Articles and Analysis


Miller: What Pollsters Can Learn From Climate Modelers

Topics: Climate Modelers , Disclosure , Likely Voters , Nate Silver

Guest Pollster Clark A. Miller is an Associate Professor at Arizona State University. His post expands on a comment left on Pollster.com on Friday.

As Mark Blumenthal and Nate Silver have both noted in detail of late, the design of likely voter models can significantly impact how pollsters interpret and transform the raw data of voter samples into the topline results we see at pollster.com, fivethirtyeight.com, and other sites covering election polling. In turn, Mark and Nate observe, likely voter model design depends significantly on judgments that pollsters make about how to model the likelihood that any voter sampled will actually turn out and vote in the election. As we have all seen in the last few days, differences in how such judgments get made by different pollsters, combined with differences in the samples of voters collected by each poll, can mean the difference between a 1-point and a 14-point spread between the respective candidates for President.

A key challenge for consumers of polls - whether citizens, journalists, or politicians - is sorting out to what extent the likely voter model or the underlying raw data sample is responsible for variations in poll outcome. In fact, this sorting out of how judgments made by modelers impact model design and outputs is a general challenge in the use of science to inform policy choices, which I have studied for much of the past two decades. Judgments like this are inevitable in any scientific work, which is why policy officials turn to experts to make judgments on the basis of the best available knowledge, evidence, and theories.

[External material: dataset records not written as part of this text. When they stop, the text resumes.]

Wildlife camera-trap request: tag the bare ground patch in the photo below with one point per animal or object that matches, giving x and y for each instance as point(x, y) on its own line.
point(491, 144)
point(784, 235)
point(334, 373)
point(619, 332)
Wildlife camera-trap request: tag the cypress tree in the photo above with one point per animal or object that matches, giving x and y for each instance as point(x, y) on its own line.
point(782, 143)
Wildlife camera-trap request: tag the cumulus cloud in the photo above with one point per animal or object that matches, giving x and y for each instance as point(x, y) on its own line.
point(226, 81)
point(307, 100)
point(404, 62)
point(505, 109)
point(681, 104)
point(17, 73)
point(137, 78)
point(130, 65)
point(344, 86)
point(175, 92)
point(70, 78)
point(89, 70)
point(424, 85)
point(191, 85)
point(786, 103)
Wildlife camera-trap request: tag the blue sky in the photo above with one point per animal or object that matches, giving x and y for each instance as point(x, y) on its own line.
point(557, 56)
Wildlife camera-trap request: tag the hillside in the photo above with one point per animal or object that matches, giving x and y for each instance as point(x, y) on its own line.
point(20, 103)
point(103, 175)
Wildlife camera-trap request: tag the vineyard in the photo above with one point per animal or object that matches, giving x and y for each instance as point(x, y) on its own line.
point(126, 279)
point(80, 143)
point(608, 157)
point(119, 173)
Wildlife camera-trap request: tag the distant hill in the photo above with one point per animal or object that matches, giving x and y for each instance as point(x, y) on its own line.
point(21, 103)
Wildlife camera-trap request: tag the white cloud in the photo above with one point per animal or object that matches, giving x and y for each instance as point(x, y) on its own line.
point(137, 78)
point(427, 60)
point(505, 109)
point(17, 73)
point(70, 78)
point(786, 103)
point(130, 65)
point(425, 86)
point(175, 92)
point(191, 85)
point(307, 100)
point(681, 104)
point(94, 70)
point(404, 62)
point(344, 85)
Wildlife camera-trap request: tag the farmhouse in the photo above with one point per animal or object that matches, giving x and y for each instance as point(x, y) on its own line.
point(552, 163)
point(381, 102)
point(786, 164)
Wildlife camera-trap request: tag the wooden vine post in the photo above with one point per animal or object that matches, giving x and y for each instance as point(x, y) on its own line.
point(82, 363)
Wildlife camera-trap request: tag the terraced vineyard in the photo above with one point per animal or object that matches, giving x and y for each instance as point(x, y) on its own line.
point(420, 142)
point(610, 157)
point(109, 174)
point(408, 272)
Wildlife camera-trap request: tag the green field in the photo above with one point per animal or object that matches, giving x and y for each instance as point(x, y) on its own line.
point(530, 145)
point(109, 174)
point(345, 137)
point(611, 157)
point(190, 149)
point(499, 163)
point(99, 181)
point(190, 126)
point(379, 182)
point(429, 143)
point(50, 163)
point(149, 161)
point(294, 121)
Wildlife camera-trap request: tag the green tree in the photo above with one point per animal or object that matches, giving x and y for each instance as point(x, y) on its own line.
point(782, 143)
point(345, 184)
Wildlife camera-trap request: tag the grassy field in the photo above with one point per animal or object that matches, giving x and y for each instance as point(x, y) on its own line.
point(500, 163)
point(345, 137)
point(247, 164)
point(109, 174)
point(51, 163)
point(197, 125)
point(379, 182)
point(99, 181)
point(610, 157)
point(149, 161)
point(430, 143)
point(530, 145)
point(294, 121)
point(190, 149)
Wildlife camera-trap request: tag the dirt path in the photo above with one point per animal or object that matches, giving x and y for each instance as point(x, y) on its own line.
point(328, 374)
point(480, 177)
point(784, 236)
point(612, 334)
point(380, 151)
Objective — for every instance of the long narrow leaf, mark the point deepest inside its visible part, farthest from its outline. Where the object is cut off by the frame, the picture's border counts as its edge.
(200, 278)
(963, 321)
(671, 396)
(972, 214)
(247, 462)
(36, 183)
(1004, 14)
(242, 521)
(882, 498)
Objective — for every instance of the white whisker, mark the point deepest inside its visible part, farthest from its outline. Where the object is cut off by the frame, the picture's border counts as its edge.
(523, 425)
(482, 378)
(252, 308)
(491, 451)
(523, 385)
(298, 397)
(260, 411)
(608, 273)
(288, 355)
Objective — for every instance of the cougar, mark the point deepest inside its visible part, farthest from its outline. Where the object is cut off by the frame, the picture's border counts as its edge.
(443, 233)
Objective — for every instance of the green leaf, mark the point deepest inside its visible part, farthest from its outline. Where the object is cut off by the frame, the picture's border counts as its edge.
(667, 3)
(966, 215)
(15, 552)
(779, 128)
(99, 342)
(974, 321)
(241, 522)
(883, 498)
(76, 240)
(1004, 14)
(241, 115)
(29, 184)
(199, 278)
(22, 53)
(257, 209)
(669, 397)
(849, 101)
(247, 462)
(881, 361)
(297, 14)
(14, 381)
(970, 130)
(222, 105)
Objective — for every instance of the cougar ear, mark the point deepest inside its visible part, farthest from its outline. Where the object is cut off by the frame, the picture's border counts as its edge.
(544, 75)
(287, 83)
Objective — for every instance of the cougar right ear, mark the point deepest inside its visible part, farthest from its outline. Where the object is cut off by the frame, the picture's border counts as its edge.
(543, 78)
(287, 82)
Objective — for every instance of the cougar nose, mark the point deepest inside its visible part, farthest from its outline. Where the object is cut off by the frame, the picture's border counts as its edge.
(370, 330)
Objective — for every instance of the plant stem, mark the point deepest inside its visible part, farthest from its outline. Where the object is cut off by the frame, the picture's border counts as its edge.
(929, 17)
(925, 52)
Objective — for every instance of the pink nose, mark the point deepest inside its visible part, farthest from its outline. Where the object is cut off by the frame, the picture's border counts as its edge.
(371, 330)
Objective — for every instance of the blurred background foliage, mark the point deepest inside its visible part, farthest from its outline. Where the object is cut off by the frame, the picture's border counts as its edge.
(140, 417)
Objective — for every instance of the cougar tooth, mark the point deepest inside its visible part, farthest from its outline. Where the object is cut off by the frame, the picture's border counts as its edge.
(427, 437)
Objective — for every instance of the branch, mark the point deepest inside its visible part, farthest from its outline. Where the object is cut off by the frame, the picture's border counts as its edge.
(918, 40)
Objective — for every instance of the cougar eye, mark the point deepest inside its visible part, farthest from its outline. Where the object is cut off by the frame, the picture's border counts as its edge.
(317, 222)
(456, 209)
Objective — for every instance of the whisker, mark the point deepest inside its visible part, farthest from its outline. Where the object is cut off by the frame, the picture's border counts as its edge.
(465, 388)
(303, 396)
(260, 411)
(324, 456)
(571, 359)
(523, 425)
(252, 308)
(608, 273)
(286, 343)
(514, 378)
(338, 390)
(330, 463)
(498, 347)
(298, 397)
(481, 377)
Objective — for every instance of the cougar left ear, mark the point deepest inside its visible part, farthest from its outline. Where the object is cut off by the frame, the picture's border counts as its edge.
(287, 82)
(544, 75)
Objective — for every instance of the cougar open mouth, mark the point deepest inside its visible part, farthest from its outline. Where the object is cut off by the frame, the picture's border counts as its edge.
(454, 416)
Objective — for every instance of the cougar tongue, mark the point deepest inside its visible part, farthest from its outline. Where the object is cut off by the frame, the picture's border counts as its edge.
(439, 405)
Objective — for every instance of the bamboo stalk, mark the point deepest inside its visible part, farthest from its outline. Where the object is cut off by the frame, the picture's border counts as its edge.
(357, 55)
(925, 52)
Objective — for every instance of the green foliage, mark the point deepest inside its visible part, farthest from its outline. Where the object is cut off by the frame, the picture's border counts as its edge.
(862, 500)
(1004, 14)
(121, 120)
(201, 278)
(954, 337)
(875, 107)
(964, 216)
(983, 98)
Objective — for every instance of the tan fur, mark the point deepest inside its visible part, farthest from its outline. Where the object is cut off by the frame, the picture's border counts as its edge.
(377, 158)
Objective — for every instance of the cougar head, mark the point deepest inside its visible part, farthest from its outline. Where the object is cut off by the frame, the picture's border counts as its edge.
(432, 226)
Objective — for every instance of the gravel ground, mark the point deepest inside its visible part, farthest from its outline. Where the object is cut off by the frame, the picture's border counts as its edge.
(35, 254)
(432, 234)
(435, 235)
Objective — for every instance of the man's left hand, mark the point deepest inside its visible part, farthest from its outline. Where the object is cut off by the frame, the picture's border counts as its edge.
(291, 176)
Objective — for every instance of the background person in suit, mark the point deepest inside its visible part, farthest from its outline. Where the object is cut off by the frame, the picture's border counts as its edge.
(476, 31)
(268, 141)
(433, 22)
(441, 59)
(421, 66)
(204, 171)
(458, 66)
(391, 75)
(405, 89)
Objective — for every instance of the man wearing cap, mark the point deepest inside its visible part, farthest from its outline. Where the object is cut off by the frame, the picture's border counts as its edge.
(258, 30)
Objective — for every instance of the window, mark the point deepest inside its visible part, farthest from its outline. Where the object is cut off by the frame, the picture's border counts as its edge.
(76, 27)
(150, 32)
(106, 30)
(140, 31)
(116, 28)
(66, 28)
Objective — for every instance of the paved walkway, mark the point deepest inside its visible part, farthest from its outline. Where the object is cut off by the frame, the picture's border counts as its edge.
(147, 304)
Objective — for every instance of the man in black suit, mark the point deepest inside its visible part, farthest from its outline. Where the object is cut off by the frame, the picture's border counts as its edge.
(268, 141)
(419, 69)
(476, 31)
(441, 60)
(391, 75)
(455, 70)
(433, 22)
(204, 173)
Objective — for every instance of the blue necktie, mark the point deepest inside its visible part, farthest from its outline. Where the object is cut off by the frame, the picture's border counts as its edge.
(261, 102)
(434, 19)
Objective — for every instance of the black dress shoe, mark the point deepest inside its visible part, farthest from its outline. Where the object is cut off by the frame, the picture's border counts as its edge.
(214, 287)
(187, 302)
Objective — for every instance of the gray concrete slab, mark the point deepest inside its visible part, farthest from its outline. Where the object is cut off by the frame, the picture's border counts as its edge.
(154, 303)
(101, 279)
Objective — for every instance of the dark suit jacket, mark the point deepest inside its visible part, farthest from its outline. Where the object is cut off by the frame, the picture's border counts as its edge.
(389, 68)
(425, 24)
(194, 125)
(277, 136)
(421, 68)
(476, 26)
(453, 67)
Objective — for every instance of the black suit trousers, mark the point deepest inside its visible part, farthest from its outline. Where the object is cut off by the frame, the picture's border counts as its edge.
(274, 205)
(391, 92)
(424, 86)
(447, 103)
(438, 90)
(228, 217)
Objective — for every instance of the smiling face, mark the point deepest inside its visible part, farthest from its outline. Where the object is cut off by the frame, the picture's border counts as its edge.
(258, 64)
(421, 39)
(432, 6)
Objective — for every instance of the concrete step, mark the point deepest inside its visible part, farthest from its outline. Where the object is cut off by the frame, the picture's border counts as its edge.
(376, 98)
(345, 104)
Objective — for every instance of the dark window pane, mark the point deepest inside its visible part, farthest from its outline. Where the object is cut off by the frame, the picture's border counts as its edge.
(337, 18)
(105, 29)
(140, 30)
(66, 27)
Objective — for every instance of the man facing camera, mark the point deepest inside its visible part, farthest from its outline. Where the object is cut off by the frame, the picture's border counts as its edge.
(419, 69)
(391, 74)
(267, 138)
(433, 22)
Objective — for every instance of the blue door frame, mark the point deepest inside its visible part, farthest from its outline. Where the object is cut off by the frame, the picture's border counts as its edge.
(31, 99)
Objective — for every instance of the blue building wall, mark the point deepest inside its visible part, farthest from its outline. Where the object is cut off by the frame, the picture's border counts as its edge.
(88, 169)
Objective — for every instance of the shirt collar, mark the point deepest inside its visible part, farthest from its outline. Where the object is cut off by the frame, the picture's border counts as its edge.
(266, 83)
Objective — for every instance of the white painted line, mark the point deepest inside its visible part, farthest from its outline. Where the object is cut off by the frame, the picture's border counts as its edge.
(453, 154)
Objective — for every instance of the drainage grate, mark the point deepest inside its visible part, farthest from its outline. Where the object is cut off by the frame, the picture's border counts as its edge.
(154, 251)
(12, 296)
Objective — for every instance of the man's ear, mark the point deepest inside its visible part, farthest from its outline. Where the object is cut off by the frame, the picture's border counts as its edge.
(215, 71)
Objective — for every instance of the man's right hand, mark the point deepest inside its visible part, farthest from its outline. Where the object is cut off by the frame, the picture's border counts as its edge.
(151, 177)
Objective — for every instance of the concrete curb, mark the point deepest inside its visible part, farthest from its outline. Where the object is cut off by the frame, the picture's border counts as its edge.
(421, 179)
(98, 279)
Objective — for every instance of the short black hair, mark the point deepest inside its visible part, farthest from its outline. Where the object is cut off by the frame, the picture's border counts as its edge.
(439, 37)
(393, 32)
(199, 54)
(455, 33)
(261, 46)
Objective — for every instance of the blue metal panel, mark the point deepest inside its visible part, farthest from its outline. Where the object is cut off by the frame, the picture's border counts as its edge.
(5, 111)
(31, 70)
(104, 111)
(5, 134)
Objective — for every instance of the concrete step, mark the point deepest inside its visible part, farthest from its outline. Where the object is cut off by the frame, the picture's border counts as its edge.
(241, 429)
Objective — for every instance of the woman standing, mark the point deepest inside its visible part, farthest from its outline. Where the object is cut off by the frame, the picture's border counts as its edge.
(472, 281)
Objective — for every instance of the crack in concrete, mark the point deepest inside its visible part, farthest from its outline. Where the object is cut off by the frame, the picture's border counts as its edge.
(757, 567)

One case that I have looked at in detail is the use of computer models of the Earth's climate to make predictions about whether the planet is experiencing global warming. As I'm sure most of you know, models of climate change have been viewed skeptically by many people. I believe the trials and tribulations of climate modelers - and also their approaches to addressing skepticism about their judgments - offer three useful insights for pollsters working with likely voter models.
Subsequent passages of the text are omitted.